整形はそうでもないが、大きな病院なので内科の階では毎日のように死者が出ているようだったけれど、病院の夜は看護室は明かりがついていて宿直の医師や看護師さんがいるし、俺のように眠れずに病院内をうろついている入院患者もけっこういて、怖いと思ったことはなかった。
 エレベーターで1階のロービーまで降りて、喫煙所で煙草を吸っていると救急の待合室が見える。
指定病院なので、こんな時間でも救急の待合室には赤ちゃんを抱いた若い母親などが7、8人くらいはいた。
 煙草を吸い終え、自動販売機で缶コーヒーを買って、病室に戻ろうとしてエレベーターまでの廊下を歩いていて、ふっと後ろを振り返ると、俺の後ろ少し離れたところに車いすの婆さんの後ろ姿が見えた。

“ 俺って、あんな婆さんとすれ違ったかな・・・?”

不思議に思って、俺は向きを変え婆さんの後ろ姿を見た。
 婆さんの縮れた白髪の薄くなった頭が、ゆらゆらと前後に揺れていた。
車椅子の婆さんだから、普通、介護の人がついている筈なのに一人って何か変だ。

“ ヤバいかも・・・。”

そう思って、俺は後ずさろうとしたが、体が硬直したように動かなかった。
 そして、前後に小刻みに動いていた婆さんの頭の揺れが大きくなって、首が俺のほうを向いてがくんと倒れた。
首の骨が折れたのでなければありえないような動きで、俺はもろに逆さになった婆さんの顔を見てしまった。
しわだらけの顔は真っ白で、両目のまぶたが赤い。
 俺は、

“ うわっ!”

と思ったがやっぱり体が動かない。
 そのまま、どうしたらいいのかと固まっていたら、一人の女性が通路の奥から、こっちに歩いて来た。
50代前半くらいで、白衣は着ているもののこの病院の看護師の制服ではないので女医さんかもしれない。
 女性は車いすの正面にくると婆さんの肩に手を置いて、もう片方の手でゆっくり婆さんの頭を起こした。
そして、俺のほうをチラッと見て、

「 大丈夫ですよ。」

と言った。
 その瞬間、婆さんが動物のような速い動きで女性の腕に噛みついた。
女性はちょっと驚いたような顔をしたものの、噛みつかれた腕はそのままにして、もう一方の手で婆さんの頭を何度も擦った。
 女性は噛まれた腕をそっとはずすと、

「 病室に戻りなさい、こんな時間に出歩いてたらだめでしょう。」

と言った。
その言葉は、俺に言った言葉か、婆さんに言った言葉か分からなかった。
 そして、その後、女性はくったりと頭を垂れた婆さんの車いすを押して、廊下を真っ直ぐ進んで行った。
俺はエレベーターで病室まで戻ってベッドに入り、今見たものは何だろうと考えていたが、いつの間にか眠ってしまった。

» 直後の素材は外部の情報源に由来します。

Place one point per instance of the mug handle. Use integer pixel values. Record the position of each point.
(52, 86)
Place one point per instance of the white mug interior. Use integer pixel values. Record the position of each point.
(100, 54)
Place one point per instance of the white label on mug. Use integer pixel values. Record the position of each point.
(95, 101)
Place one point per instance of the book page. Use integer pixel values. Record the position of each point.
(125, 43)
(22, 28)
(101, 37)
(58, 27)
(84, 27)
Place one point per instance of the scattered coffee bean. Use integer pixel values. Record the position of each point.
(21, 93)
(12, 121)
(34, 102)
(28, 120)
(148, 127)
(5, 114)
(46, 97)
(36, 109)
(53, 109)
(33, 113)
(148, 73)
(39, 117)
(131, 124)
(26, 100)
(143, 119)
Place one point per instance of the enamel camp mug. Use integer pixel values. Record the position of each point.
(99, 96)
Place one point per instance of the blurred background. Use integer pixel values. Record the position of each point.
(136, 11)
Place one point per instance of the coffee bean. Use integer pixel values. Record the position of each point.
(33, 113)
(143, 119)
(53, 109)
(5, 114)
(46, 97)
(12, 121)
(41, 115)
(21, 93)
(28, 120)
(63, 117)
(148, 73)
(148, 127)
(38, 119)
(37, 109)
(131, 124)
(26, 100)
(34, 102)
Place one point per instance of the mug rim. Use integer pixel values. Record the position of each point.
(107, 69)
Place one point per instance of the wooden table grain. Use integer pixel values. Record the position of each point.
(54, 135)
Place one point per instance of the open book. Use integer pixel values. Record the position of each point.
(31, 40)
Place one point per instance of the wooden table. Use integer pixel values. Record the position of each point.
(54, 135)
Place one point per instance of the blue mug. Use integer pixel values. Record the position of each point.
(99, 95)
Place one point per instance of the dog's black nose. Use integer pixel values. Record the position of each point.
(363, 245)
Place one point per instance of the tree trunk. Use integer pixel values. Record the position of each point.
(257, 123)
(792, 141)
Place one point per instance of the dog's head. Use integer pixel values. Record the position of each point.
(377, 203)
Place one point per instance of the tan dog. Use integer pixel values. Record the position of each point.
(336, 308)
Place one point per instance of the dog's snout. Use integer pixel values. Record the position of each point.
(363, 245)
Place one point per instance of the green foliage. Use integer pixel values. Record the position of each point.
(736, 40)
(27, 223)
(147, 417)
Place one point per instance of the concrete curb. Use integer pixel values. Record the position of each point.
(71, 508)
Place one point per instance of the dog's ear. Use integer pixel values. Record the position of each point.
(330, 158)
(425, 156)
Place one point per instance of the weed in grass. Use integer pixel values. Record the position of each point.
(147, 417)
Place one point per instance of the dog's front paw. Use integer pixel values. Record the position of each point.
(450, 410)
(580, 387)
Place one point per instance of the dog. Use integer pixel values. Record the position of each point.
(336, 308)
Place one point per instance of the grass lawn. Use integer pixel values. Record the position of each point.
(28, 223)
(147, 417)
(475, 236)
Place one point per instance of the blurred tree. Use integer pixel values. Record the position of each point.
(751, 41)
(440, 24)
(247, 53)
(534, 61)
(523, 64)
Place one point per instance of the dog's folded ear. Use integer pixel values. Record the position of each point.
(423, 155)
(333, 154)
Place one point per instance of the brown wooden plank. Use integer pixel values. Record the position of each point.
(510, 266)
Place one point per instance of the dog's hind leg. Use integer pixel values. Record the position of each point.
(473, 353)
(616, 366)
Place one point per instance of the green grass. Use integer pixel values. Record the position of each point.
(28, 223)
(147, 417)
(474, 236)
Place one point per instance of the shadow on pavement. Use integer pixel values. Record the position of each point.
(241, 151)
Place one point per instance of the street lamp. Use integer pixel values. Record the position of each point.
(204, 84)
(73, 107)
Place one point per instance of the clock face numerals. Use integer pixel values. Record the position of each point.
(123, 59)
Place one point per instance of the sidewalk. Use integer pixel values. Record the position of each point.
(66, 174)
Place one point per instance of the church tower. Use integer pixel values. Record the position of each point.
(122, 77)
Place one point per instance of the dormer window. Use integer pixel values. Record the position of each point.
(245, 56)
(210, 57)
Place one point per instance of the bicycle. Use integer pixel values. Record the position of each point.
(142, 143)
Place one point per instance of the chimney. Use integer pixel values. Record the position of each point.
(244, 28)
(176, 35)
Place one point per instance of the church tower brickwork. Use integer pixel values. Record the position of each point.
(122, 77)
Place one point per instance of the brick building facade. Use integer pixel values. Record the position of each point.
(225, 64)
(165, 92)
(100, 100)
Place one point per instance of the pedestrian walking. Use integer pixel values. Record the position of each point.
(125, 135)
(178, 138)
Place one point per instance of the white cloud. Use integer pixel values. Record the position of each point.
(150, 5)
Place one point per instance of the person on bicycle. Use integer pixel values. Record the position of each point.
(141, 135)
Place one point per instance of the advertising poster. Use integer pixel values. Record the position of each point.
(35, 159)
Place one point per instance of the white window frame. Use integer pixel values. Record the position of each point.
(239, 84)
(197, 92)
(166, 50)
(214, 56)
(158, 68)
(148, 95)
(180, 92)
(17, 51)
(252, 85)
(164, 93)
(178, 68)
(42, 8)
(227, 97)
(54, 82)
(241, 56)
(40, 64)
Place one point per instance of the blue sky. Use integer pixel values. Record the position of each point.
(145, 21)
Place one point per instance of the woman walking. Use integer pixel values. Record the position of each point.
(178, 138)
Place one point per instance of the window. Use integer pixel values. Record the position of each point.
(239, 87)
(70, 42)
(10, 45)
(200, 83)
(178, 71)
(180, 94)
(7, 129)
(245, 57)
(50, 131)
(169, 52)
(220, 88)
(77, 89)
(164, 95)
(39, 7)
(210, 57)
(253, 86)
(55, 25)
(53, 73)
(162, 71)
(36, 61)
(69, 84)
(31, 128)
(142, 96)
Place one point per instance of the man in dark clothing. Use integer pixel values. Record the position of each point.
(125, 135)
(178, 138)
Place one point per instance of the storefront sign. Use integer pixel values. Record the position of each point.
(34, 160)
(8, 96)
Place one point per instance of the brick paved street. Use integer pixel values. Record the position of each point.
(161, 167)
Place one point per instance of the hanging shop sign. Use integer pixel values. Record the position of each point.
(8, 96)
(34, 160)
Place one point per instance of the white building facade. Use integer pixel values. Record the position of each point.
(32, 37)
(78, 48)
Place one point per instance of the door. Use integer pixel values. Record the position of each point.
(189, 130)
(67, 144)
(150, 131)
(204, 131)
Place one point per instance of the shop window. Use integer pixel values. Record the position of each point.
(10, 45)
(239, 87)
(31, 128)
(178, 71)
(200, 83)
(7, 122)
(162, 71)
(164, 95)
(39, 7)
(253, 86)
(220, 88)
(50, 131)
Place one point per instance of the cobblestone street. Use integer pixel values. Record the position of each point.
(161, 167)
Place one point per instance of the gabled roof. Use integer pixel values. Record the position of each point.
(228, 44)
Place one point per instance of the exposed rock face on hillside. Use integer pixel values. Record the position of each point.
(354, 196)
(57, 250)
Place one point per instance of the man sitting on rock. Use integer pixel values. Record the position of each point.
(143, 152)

 次の朝、この病室担当の若い看護師さんが体温を計りにきたときにこの話をすると、

「 珍しいものを見たわね、それは○○さんでしょう。
この病院に、夜だけ時々来てもらってる方なの。
絶対、他の患者さんには、この話はしないでね。」

と、念を押して言われた。
そして、それ以上の詳しい話はしてくれなかった。
 それ以後、俺は退院するまで夜中に出歩くのはやめることにした。
その後、無事退院はしたけれど、あの女医さんがあの時来なかったら、俺は一体どうなっていたのだろうと今でも思う。